The NANOMMUNE project, funded by the European Commission through the Seventh Framework Programme, was launched on 1 September 2008 and will run for three years. The NANOMMUNE consortium is coordinated by Karolinska Institutet, one of the leading medical universities in Europe. A total of 13 principal investigators belonging to 10 different partner institutes are included in the consortium (Karolinska Institutet (KI)- Bengt Fadeel and Annika Scheynius; Royal Institute of Technology (KTH)- Mamoun Muhammed; Uppsala University (UU)- Maria Stromme; University of Cologne (UCO)- Sanjay Mathur; University of Turku (UT)- Riitta Lahesmaa; Swiss Federal Laboratories for Materials Testing and Research (EMPA)- Harald Krug; Institute of Occupational Medicine (IOM)- Lang Tran; University of Pittsburgh (UP)- Valerian Kagan, Alexander Star; National Institute for Occupational Safety and Health (NIOSH)- Anna Shvedova; North Carolina State University (NCSU)- Nancy Monteiro-Riviere and Jim Riviere).
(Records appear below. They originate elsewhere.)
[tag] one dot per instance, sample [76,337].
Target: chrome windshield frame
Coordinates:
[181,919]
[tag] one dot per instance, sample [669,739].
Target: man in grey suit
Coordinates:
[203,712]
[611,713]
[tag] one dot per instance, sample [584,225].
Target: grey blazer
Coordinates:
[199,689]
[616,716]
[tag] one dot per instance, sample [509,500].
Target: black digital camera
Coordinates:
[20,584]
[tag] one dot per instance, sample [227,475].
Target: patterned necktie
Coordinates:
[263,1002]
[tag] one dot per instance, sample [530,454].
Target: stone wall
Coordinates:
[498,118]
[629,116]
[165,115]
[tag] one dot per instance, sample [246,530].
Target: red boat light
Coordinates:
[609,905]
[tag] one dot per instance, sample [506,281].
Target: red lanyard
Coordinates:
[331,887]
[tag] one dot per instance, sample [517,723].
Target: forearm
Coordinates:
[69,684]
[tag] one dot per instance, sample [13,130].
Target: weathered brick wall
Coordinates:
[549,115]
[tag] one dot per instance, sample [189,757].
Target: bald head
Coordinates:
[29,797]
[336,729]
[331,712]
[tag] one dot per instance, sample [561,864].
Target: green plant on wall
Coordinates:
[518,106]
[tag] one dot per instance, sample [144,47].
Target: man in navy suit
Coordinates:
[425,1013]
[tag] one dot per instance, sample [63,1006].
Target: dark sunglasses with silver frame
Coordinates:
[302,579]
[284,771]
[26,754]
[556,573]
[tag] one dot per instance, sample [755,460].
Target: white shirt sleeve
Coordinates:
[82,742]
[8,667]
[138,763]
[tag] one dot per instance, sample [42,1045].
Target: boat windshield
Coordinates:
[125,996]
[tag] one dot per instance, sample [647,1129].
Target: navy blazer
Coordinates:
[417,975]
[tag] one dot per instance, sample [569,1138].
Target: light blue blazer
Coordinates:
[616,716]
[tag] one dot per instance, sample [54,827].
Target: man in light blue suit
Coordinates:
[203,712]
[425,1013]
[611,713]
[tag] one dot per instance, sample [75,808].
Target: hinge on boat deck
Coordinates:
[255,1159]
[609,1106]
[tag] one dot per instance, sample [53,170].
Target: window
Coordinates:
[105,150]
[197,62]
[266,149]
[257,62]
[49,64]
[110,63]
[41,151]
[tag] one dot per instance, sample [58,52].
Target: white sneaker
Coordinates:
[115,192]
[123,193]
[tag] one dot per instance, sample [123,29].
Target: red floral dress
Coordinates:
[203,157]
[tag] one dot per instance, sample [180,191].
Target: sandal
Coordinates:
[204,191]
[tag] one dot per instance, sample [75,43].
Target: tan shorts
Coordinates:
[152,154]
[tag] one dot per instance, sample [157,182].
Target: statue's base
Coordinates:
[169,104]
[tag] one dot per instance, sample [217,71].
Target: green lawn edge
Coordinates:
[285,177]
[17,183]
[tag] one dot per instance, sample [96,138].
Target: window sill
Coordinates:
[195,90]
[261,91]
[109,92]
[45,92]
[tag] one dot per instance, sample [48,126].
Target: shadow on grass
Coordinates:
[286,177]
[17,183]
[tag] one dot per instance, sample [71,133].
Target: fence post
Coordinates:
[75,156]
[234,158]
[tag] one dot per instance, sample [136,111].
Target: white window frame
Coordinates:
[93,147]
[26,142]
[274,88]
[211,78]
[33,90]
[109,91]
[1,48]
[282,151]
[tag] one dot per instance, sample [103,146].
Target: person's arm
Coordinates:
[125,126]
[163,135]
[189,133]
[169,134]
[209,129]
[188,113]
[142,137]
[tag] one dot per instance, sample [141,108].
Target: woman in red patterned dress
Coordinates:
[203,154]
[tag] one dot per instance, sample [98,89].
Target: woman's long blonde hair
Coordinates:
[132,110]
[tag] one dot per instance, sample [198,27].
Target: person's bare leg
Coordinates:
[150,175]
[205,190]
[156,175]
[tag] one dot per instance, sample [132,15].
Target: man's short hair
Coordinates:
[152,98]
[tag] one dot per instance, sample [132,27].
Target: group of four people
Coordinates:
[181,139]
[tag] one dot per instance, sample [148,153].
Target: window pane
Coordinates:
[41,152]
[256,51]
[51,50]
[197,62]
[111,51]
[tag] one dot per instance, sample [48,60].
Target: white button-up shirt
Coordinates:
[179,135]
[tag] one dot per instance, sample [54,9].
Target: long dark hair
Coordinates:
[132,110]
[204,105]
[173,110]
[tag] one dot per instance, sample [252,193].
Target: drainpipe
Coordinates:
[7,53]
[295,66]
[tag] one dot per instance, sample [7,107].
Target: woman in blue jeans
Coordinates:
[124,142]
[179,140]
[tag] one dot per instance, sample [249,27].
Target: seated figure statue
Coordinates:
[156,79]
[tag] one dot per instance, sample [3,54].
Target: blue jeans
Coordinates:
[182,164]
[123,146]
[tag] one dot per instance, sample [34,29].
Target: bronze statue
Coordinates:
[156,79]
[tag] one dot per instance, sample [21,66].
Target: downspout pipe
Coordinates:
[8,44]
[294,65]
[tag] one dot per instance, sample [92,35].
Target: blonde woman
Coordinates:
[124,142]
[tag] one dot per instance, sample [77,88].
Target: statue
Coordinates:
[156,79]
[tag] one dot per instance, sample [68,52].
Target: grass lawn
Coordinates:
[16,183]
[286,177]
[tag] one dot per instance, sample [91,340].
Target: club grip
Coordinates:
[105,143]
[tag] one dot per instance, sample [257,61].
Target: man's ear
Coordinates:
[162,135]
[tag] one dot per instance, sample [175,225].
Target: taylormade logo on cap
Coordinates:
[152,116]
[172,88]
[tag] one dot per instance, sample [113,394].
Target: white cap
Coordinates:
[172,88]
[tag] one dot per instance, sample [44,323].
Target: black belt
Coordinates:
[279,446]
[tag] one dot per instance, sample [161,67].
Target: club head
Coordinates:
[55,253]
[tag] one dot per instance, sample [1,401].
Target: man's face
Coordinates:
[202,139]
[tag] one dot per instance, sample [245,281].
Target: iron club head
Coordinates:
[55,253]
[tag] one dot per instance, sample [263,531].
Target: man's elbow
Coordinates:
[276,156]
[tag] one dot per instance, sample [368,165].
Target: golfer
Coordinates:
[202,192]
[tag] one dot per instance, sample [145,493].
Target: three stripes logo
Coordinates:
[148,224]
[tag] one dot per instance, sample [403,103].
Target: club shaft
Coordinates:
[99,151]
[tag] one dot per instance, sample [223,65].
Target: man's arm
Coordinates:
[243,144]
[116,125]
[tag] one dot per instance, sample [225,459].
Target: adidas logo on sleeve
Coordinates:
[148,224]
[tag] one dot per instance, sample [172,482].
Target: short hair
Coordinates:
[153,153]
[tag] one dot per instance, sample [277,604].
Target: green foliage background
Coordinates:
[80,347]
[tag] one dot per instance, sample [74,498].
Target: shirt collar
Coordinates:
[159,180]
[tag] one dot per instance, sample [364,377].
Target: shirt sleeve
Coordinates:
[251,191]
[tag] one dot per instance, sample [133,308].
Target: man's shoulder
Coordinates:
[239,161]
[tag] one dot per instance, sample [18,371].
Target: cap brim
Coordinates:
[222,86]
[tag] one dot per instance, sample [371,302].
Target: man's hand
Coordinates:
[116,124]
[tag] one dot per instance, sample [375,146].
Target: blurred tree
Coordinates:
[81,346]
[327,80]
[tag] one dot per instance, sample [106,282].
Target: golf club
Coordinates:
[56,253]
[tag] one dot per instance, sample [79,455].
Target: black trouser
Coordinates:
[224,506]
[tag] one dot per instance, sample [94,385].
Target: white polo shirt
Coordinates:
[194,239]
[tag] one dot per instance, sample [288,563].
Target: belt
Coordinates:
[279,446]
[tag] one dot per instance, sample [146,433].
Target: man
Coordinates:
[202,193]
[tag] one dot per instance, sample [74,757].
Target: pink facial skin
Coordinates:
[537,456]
Description of the work performed since the beginning of the project
The management office (WP1) was set up at Karolinska Institutet and a project website has been constructed (see http://www.NANOMMUNE.eu online). Kick-off and consortium meetings were also held. For the scientific work during the first 18 months, the main activities were concentrated to WP2 (material synthesis and characterisation) and WP3 (in vitro assessment of ENs). To date, nanomaterials of 15 different systems have been studied. A number of standard operating procedures (SOPs) were established for material synthesis and characterisation, and for in vitro assessment of nanomaterials. Several original and review articles were published, including one review in Annual Review of Pharmacology and Toxicology, the leading journal in the field.
Description of the main results achieved so far
Previous studies on macrophage recognition of apoptotic cells have revealed that the exposition of the phospholipid, phosphatidylserine (PS) on the surface of apoptotic cells serves as an important recognition signal for phagocytic cells. Four NANOMMUNE partners in Europe and the United States have now shown that coating of single-walled carbon nanotubes (SWCNT) with the 'eat-me' signal, PS makes nanotubes recognisable by macrophages, including primary human monocyte-derived macrophages and dendritic cells (Konduru et al., PLoS-ONE, 2009). Furthermore, project partners at the University of Pittsburgh reported on horseradish peroxidase-catalysed degradation of SWCNT (Allen et al., J. Am. Chem. Soc., 2009). These results mark a promising possibility for carbon nanotubes to be degraded in the environment. In addition, two NANOMMUNE partner institutes have reported on the interactions between mesoporous silica particles with human monocyte-derived macrophages (Witasp et al., Toxicol. Appl. Pharmacol., 2009). These findings are relevant to the development of mesoporous materials for drug delivery and other biomedical applications. Finally, several partners have played an active role in the dissemination of project results (WP7).
Expected final results and their potential impact and use
The multidisciplinary approach of the current project will contribute to the elucidation of the hazardous effects of ENs on the immune system, and will enable reliable and sound assessment of the risks to human health posed by these materials. Our studies will benefit:
a) citizens, because we address issues related to human health;
b) researchers, because we will generate new knowledge in material production, and on mechanisms of interaction of nanomaterials with biological systems; and
c) industry (including SMEs), because we plan to incorporate our characterisation protocols into a quality handbook, which can provide support to interested parties.